И, вспоминая, должно быть, первый озорной переход Юсси через советскую границу, русский спросил его по-фински:

— Нашли к нам другой путь?

И финн ответил по-русски:

— Надо найти.

Вот как ответил финн. Отец оставил ему в наследство несколько русских слов, и он решил наконец найти им правильное применение, как нашел применение своей руке, пожав ею руку русского.

Русский сказал ему: «Милости просим». И сделал рукой такое широкое движение, словно распахивал перед ним все ворота России. И после этого все они двинулись вдоль перрона к выходу в город.

Я тоже двинулся вдоль платформы к выходу в город, чувствуя всем телом сырость своей одежды. Вода хлюпала в моих туфлях на каучуковой подошве. Носовой платок не осушил моего лица, ибо сам нуждался в сушке. От моих волос, тронутых расческой, за шиворот потекли новые струи воды. Мои дорожные вещи, забытые в карманах, утопали в сырости, и костюму, пожалуй, пришел конец. Но не беда! Я был в своем городе. Вот как у меня обстояло дело. Я был в своем городе.

Дождь еще некоторое время лил над моим городом, но уже редкий, постепенно замирающий, и вода торопливо убегала по асфальту в приготовленные для нее отверстия. Ее было так много, что она не успела уйти в подземные трубы за все то время, пока я брел по Литейному проспекту к Невскому. И даже на Невском еще стояли отдельные озера, над которыми торопливо трудились дворники.

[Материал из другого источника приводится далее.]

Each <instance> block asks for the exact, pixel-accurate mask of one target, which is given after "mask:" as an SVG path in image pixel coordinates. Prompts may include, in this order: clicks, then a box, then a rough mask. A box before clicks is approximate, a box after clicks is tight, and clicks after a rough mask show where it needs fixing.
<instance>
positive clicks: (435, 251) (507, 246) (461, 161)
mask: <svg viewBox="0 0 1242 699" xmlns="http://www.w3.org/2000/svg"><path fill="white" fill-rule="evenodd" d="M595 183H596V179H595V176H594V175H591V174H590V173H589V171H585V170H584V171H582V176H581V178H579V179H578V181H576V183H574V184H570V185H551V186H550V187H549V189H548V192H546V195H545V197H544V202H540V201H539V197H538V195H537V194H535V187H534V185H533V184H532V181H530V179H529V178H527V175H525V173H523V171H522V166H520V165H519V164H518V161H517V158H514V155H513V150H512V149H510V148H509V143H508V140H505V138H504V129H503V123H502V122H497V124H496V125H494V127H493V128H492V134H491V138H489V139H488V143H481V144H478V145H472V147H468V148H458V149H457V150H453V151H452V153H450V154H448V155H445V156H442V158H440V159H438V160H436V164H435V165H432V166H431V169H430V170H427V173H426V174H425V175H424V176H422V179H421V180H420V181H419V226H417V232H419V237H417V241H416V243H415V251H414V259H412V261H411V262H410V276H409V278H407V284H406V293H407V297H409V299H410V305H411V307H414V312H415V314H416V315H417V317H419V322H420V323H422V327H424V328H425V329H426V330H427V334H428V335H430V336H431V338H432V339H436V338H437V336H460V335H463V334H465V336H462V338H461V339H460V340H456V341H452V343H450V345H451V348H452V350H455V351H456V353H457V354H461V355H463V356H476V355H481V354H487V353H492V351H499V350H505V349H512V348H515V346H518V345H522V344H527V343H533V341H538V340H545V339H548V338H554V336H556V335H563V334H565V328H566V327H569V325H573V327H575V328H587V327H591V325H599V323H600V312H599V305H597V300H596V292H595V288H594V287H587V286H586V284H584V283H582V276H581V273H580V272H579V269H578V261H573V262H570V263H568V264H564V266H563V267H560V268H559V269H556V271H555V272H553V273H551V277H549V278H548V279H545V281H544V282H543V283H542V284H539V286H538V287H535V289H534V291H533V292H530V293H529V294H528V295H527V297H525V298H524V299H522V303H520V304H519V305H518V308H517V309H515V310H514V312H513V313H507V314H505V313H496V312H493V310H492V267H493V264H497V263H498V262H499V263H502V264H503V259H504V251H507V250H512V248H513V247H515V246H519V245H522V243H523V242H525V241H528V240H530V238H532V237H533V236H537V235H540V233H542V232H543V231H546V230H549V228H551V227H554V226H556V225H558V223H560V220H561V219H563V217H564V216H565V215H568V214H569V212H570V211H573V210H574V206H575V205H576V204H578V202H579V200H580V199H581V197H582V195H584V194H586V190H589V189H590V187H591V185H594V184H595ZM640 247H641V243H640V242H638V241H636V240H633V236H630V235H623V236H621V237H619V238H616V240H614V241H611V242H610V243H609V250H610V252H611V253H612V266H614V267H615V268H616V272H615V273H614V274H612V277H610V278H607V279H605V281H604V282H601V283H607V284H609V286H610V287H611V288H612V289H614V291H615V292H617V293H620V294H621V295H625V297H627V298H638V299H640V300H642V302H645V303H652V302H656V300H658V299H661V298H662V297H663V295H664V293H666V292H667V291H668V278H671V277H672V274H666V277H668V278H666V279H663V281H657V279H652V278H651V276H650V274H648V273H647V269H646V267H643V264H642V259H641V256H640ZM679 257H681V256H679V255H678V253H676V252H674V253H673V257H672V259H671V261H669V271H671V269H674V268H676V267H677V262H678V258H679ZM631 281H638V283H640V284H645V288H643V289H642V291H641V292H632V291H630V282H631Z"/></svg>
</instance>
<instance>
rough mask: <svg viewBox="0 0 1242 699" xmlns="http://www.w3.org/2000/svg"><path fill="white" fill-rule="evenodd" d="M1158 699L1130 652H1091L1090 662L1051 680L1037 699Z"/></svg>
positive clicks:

Самая тяжелая часть грозовой тучи уже гремела в отдалении, разбрасывая там свои молнии и ливни, и за ней торопились ее серые лохматые остатки, освобождая небо для солнца, которое все еще стояло высоко, несмотря на близость вечера. И в новом ярком сиянии солнца мой город Ленинград, получивший от грозовой тучи на свои крыши, улицы и деревья такую обильную долю воды, выглядел как бы свежее и моложе. Он и со мной сделал то же самое, этот русский дождь, который никогда, конечно, не был мне врагом, как не были врагами русские поля, и степи, и сами их владельцы — русские люди.

Додумался до этого, должно быть, наконец и Юсси Мурто, сообразив, что нельзя миновать русский народ, желая в своей жизни мира. Попытаться обойтись без него можно, конечно, однако это будет не тот путь. И вот он понял это, снизойдя наконец с высоты своих раздумий до русского народа и милостиво признав за ним равное с другими право населять планету. И стоило ему ступить на эту землю, как сразу же потянулись через него в обе стороны новые неразрывные нити, соединяющие многие судьбы финнов и русских от отдаленных отцовских времен до времен сынов и внуков.

И только я опять, как и всюду, оказался в стороне, уйдя от них прочь. Ни на что иное я не годился, Аксель Вечно Уходящий. Конечно, я видел все то, что предстояло увидеть им, но как видел? Не туда я смотрел и не теми глазами, какими следовало. Но я готов повторить свой путь, глядя на все это с новым вниманием. Дабы полнее получился мой рассказ, который я увезу в Суоми.